South-Western College Publishing - Economics  
Fourth Quarter 2004 GDP Revised Upward
Subject Measuring Economic Activity
Topic National Income Accounts
Key Words

Gross Domestic Product, Investment, Consumer Spending, and Exports

News Story

The Gross Domestic Product (GDP), the official measure of total goods and services produced in the economy in a given year, reportedly grew at an annual rate of 3.8 percent for the final quarter of 2004. This figure was revised upward from the 3.1 percent report a month earlier.

The GDP measure reflects the spending from consumers, businesses, government, and from the foreign sector (as indicated by net exports.) Consumer spending was revised downward, business spending was revised upward and exports accounted for nearly half of the total .7 percent upward revision.

Consumer spending waned near the end of the year where a 4.2 percent revised figure fell below the third quarter's 5.1 percent gain.

When combined, residential and nonresidential investment spending provided a large boost to the economy in 2004. Single-family home sales fell slightly by 0.1 percent in the final month, but sales were still running along at a healthy pace. Relatively low mortgage rates apparently continued to support the nation's housing markets.
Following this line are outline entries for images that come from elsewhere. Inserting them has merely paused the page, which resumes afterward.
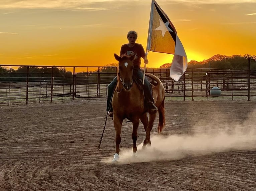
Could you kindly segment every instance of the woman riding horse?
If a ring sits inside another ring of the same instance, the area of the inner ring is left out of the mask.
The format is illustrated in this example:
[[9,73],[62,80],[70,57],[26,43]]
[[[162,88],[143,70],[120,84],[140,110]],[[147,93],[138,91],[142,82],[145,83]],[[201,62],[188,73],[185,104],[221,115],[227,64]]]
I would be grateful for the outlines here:
[[[144,49],[141,44],[135,43],[137,39],[137,35],[134,31],[129,31],[127,35],[127,38],[129,41],[128,44],[123,45],[121,47],[120,56],[122,55],[131,56],[136,54],[134,60],[133,61],[134,67],[134,74],[139,79],[143,80],[143,74],[140,69],[141,59],[142,58],[146,64],[148,63],[148,61],[146,58],[146,54]],[[117,83],[117,76],[108,86],[108,99],[107,104],[107,110],[109,112],[109,115],[111,117],[113,116],[113,109],[111,104],[111,97],[115,88]],[[157,111],[157,108],[155,105],[154,99],[152,95],[152,92],[150,84],[146,78],[145,78],[143,86],[144,96],[148,107],[148,112],[151,114],[153,114]]]
[[[113,122],[116,131],[116,152],[112,161],[113,162],[118,161],[119,158],[122,126],[124,119],[127,119],[132,123],[132,150],[135,153],[137,150],[137,132],[140,121],[143,124],[146,131],[143,144],[143,148],[145,148],[147,145],[151,144],[150,132],[156,116],[155,113],[147,114],[144,105],[143,93],[140,90],[139,85],[134,82],[134,70],[132,61],[135,55],[120,57],[115,54],[114,56],[119,63],[117,85],[111,102],[114,111]],[[152,94],[158,110],[159,118],[157,129],[160,133],[164,126],[165,121],[164,88],[157,77],[151,74],[147,74],[147,76],[154,82],[152,86]]]

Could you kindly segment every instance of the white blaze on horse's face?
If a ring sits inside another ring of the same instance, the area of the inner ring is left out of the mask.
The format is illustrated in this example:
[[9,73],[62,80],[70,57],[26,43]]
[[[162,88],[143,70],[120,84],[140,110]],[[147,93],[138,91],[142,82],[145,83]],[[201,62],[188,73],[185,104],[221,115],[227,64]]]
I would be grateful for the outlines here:
[[119,63],[119,76],[125,90],[130,90],[132,84],[133,64],[132,61],[125,59]]

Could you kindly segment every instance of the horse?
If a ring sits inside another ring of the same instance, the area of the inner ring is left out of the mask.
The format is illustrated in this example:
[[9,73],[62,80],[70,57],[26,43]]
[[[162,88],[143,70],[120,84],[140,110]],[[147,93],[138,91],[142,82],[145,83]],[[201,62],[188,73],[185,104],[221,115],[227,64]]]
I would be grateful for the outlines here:
[[[147,113],[144,104],[143,91],[139,89],[139,86],[134,80],[134,69],[132,61],[135,55],[120,57],[114,54],[114,56],[119,63],[117,84],[114,91],[111,102],[114,112],[113,120],[116,132],[116,152],[112,162],[117,161],[119,157],[119,145],[121,142],[120,135],[124,119],[127,118],[132,123],[132,138],[133,143],[132,150],[133,154],[135,154],[137,151],[137,131],[140,120],[143,123],[146,131],[142,147],[144,148],[147,144],[151,145],[150,132],[157,114]],[[158,109],[159,121],[157,129],[158,133],[160,133],[165,123],[164,88],[157,77],[149,73],[147,73],[147,75],[153,79],[155,82],[156,82],[155,83],[155,85],[152,86],[152,90],[155,104]]]

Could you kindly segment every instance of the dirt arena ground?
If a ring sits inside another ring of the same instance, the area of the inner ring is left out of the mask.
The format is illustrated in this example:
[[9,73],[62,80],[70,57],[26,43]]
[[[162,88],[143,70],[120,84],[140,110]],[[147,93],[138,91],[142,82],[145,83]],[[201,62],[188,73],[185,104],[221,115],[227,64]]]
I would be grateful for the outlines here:
[[256,190],[256,102],[165,102],[166,124],[132,157],[123,124],[120,161],[106,100],[0,106],[0,190]]

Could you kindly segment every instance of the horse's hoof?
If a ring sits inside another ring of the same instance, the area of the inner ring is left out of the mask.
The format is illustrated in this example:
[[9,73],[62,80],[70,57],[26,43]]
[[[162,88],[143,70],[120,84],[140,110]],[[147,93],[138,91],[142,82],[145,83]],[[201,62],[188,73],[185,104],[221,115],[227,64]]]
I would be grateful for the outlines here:
[[119,155],[117,153],[115,153],[114,155],[114,158],[112,161],[112,162],[116,162],[118,160],[119,158]]

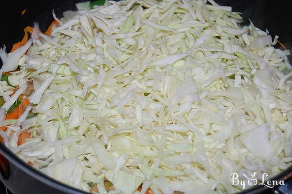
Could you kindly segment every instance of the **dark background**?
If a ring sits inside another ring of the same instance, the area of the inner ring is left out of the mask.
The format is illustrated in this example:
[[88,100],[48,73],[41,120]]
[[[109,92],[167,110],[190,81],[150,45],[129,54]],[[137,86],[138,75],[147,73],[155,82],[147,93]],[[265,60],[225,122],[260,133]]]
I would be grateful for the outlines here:
[[[18,0],[1,1],[0,7],[0,47],[5,44],[10,51],[14,43],[21,40],[23,29],[33,22],[39,23],[41,30],[45,29],[53,21],[52,11],[55,9],[57,16],[61,17],[64,11],[75,9],[77,2],[86,0]],[[284,0],[215,0],[221,5],[230,5],[233,11],[243,13],[245,21],[250,18],[255,25],[265,30],[268,28],[274,36],[288,47],[292,42],[291,1]],[[26,9],[21,16],[22,10]],[[292,46],[292,45],[291,45]]]

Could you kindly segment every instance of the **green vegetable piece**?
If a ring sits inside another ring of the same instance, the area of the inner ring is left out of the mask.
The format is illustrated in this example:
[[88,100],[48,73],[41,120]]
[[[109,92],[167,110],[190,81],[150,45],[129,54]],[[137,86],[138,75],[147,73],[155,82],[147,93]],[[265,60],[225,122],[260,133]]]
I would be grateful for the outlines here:
[[10,108],[8,109],[8,110],[6,112],[6,114],[9,114],[9,113],[10,113],[12,111],[13,111],[16,108],[16,107],[17,107],[18,106],[18,105],[20,104],[22,100],[22,99],[18,99],[17,100],[16,100],[13,103],[13,104],[12,104],[12,105],[11,106],[11,107],[10,107]]
[[36,113],[30,113],[28,114],[26,119],[29,119],[30,118],[32,118],[36,116]]
[[8,75],[3,76],[2,77],[2,78],[1,79],[1,80],[2,81],[5,81],[6,82],[7,82],[7,84],[8,84],[9,86],[12,86],[12,85],[10,85],[10,84],[9,83],[9,82],[8,81],[8,77],[9,76],[8,76]]
[[106,0],[97,0],[90,3],[90,7],[91,9],[94,5],[103,5],[106,2]]

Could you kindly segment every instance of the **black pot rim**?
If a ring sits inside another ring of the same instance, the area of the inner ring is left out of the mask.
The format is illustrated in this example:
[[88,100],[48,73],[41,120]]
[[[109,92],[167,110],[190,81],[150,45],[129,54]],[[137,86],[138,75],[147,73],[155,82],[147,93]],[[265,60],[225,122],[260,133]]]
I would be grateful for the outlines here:
[[65,184],[30,166],[1,143],[0,143],[0,154],[30,176],[56,190],[71,194],[89,194],[89,193]]
[[[10,162],[12,162],[28,175],[54,189],[72,194],[89,194],[89,193],[66,185],[43,174],[37,169],[29,166],[16,155],[12,153],[4,145],[0,143],[0,153],[4,156]],[[278,182],[280,180],[284,180],[285,182],[291,178],[292,178],[292,166],[290,166],[283,172],[270,179],[270,180],[277,180]],[[276,189],[276,188],[273,188],[273,190],[275,189]],[[237,194],[264,194],[267,193],[269,191],[271,191],[271,189],[263,185],[257,186],[243,190],[240,192],[237,193]]]

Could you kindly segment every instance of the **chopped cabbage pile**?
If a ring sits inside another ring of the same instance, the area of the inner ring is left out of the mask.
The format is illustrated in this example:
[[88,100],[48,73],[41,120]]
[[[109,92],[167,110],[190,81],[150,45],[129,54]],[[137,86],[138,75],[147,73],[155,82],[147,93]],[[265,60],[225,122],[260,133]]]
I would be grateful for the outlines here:
[[[277,37],[213,0],[87,4],[0,51],[13,84],[0,81],[0,135],[19,157],[100,194],[235,193],[232,173],[260,180],[290,166],[292,66]],[[3,120],[29,81],[31,106]]]

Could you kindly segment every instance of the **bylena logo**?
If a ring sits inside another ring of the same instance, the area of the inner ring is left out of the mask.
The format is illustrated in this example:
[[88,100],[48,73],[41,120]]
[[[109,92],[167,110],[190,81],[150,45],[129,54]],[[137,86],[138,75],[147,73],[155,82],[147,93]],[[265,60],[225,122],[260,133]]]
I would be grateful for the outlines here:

New business investment was also strong in the fourth quarter, with nonresidential spending growing at a 14 percent rate and spending on new equipment and computer software increasing by 18 percent. Economists view these increases as signs that business decision makers are optimistic about the economy.

The largest revision to the GDP figure came from the foreign sector. Statistics Canada made a $1.4 billion error, underestimating United States exports to Canada during November. This rather huge mistake resulted in a narrowing of the official trade gap and indicated that net exports were greater than previously reported.

The final report showed that the economy grew at 4.4 percent in 2004, significantly better than the 3 percent increase in 2003. The growth in the U.S. economy in 2004 was the strongest since 1999, when the economy grew at 4.5 percent.

Questions
1.

Discuss why residential construction is considered to be a part of investment spending.

2. Explain how lower interest rates increase spending on single-family.
3. What is meant by the term "net exports"? How does this factor influence the GDP equation? How does the strength or weakness of the dollar affect that equation?
Source Reuters, "Data Paints Stronger Picture of Economy," The New York Times Online February 26, 2005.